Les hommes, quant à eux, se montrent plus compétents en ce qui concerne la définition de leurs priorités, se consacrant en premier lieu à leurs tâches rémunérées, celles relatives au ménage et aux enfants venant après. L’affectation de la place de travail à domicile traduit aussi cette répartition «traditionnelle » des rôles masculin et féminin. L’homme a généralement son bureau à part, tandis que la femme travaille sur un coin de table, au salon ou à la cuisine. Reste encore le cas des travailleurs nomades et sans personne à charge. Pour eux, le choix de ce mode de vie engendre d’autres défis. Ils font généralement de leur occupation professionnelle le centre de leur existence et sont dépourvus de limites.

Quelle que soit la place occupée dans l’entreprise, cette révolution du travail n’a pas fini de nous affecter. Émilie Vayre et Juliette Vassallo, respectivement professeure et doctorante à Lyon, constatent: «Si cette hybridation est susceptible de faciliter l’articulation entre la vie professionnelle et la vie privée, l’organisation des activités propres aux différents domaines de vie ne s’opère pas sans difficultés et sans risques. Des risques qui touchent tant la qualité de vie au travail que l’égalité professionnelle entre les femmes et les hommes».

Malgré cette réalité contrastée, toutes les études font ressortir que les femmes comme les hommes apprécient ces nouvelles manières de travailler. Au vu de l’évolution démographique et de l’arrivée des jeunes sur le marché du travail, les entreprises ont avantage à se montrer ouvertes autant que possible. Ce sera une des conditions attendues pour rester attractives.


Les jeunes, inflexibles au sujet de la souplesse au travail

Idéalistes ou pas, lorsqu’il s’agit de choisir l’employeur idéal, les jeunes sont 71% à regarder d’abord le salaire et l’environnement de travail, selon la dernière étude menée par Academic Word1. La flexibilité des horaires et le lieu de travail deviennent toutefois des éléments déterminants pour 64% des jeunes interrogés, ce qui représente une forte progression, puisque ce taux n’était que de 43% en 2021.

Cet indicateur révèle que les jeunes Suisses romands ont toujours les mêmes noms en tête lorsqu’ils doivent mentionner les entreprises qui les font rêver: Google, Rolex et Patek Philippe arrivent en tête, le premier pour sa culture de l’innovation, les deux autres pour leur renommée.
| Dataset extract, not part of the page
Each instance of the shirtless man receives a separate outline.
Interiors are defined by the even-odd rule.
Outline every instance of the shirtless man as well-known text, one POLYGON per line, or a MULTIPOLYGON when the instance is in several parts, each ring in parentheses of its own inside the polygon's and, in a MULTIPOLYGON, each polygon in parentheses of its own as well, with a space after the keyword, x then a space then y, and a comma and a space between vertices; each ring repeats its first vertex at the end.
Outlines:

Toutefois, l’analyse des critères de choix révèle une subtile mécanique de transformation des attentes en général. Ainsi, les nouvelles générations veulent qu’on leur propose une grande souplesse de modes de travail, tant concernant le lieu que les horaires. Cette évolution est récente et nette, car, l’an dernier, les jeunes parlaient surtout de possibilités d’évolution de carrière, toujours selon cet index. Or, il aura suffi de quelques mois à peine pour que l’ambiance et les attentes changent.

«La pandémie n’a fait que confirmer, voire accentuer la tendance qui se dessinait déjà chez les milléniaux (génération Y, soit les personnes nées entre 1980 et 1990 - ndlr) et la génération Z (les personnes nées entre la fin des années 1990 et 2010 - ndlr) avant le covid-19», précise Marine Conte, responsable de l’enquête chez Academic Work Switzerland. «On entend souvent dire que les jeunes professionnels sont paresseux, qu’ils veulent moins travailler, être libres. Or, ce qu’ils cherchent vraiment, c’est l’autonomie. Ils veulent pouvoir prendre leurs propres décisions sur l’organisation de leur temps et de leurs tâches. Cela passe aussi par un taux d’activité réduit, qui leur permet de se consacrer à d’autres projets. » «Avoir ce facteur en tête, c’est leur laisser la chance de se développer», ajoute Marcus Andersson, Managing Director d’Academic Work Switzerland.

Il est intéressant de noter que cette génération montante accorde beaucoup d’importance à la qualité du management, dont elle espère un accompagnement personnalisé dans ce désir de flexibilité. Sans le savoir, les participants à cette enquête vont donc dans le même sens que les premières analyses des milieux académiques (lire ci-dessus).


  1. L’étude Young Professional Attraction Index 2022 a été réalisée par Academic Work en partenariat avec l’institut d’études Kantar. Près de deux mille jeunes professionnels suisses romands ont participé à cette quatrième édition.